The head of the United Nations nuclear watchdog has said Iran is refusing to provide details of its nuclear activities.
He said talks with Iran have intensified this year after an IAEA report in November 2011 said it had “credible information that Iran had carried out activities relevant to the development of a nuclear explosive device.”
But Amano said efforts to persuade Iran to give more information on its nuclear program had produced “no concrete results.”
Tehran has said its nuclear development program is for civilian purposes.
Western governments, who have placed financial sanctions on Tehran, accuse it of pursuing a nuclear-weapons program.
Fresh reports from Israel suggest that Prime Minister Benjamin Netanyahu and Defense Minister Ehud Barak were rebuffed by Israel’s military in 2010 when they ordered it to prepare for a possible attack on Iran’s nuclear facilities.
Observers are said to be following closely the amount of 20-percent-enriched uranium that Iran is accumulating, since such material lends itself to the 90-percent level required for a nuclear bomb.

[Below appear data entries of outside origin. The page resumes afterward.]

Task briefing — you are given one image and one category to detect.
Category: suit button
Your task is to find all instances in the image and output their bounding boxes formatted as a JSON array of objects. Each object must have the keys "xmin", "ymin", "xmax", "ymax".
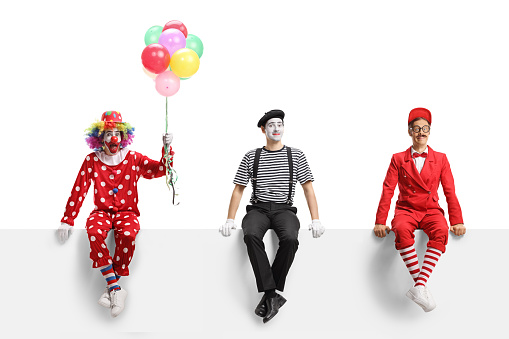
[
  {"xmin": 413, "ymin": 191, "xmax": 416, "ymax": 193},
  {"xmin": 408, "ymin": 185, "xmax": 412, "ymax": 187},
  {"xmin": 428, "ymin": 191, "xmax": 431, "ymax": 194}
]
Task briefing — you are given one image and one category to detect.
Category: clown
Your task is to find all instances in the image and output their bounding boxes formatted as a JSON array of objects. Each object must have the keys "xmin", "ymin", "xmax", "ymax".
[
  {"xmin": 58, "ymin": 111, "xmax": 174, "ymax": 317},
  {"xmin": 220, "ymin": 109, "xmax": 325, "ymax": 323},
  {"xmin": 374, "ymin": 108, "xmax": 466, "ymax": 312}
]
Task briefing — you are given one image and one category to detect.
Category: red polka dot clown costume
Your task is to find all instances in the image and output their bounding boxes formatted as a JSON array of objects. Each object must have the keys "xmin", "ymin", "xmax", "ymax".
[{"xmin": 58, "ymin": 111, "xmax": 174, "ymax": 317}]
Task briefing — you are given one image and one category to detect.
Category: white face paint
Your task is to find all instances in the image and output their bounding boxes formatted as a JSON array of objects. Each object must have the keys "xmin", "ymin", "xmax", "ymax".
[
  {"xmin": 103, "ymin": 128, "xmax": 122, "ymax": 155},
  {"xmin": 264, "ymin": 118, "xmax": 284, "ymax": 141}
]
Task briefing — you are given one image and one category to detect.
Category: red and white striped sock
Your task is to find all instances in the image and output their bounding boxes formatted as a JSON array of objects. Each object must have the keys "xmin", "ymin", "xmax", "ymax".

Barak claimed last week in an interview with Britain’s “The Daily Telegraph” that Iran had used one-third of its enriched uranium to make fuel rods for a medical research reactor — possibly delaying progress toward a nuclear “red line” that Israel insists Iran must not cross.
But he insisted that Israel still believed Iranian authorities were seeking nuclear weapons and must be prevented from developing them.
The United States has warned that it is “unacceptable” for Iran to become a nuclear-armed state.
The UN Security Council has passed four rounds of sanctions in an effort to dissuade Iran from sensitive nuclear and missile work.